佐賀空港への自衛隊オスプレイ配備計画を巡り、防衛省は30日、佐賀空港西側の駐屯地施設の整備費30億円を2020年度予算概算要求に盛り込んだ。今回初めて実施設計費として予算要求する。19年度予算では用地取得費、調査費として25億円を計上し、現時点で未執行になっている。

 今回の概算要求では、用地取得後を見据えた経費として実施設計と用地造成費を計上した。駐屯地の主要施設として隊庁舎、整備工場、弾薬庫、格納庫、駐機場などを挙げている。

 佐賀配備は地元漁協の了解が得られておらず、防衛省は20年3月から木更津駐屯地(千葉県木更津市)に暫定配備をする方針を示している。木更津配備は地元の了解を得られておらず、木更津関連の概算要求は見送った。防衛省は「関連経費は大きくなく、地元了解後に対応できるため」としている。

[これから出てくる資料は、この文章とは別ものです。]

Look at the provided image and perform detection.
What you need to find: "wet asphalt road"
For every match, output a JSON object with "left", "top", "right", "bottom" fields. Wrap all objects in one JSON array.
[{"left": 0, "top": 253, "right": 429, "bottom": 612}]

 既に納入済みのオスプレイ5機は米国の海兵隊基地に留め置き、パイロットが操縦訓練をしている。防衛省は2019年度末に木更津駐屯地に配備したい考え。隊員は来年5月まで米国に滞在するため、滞在費など1億円を概算要求した。

 佐賀配備の予算を巡っては17年度に30億円を計上したが、執行せずに繰り越した。18年度は概算要求に14億円を盛り込み、実際に予算化されたのは環境調査費3千万円だった。

 地元漁協の反発がある中で予算を要求したことについて防衛計画課は「配備は公害防止協定を改定してもらうことが前提。地元の理解を得た際、速やかに着手するための対応」と説明している。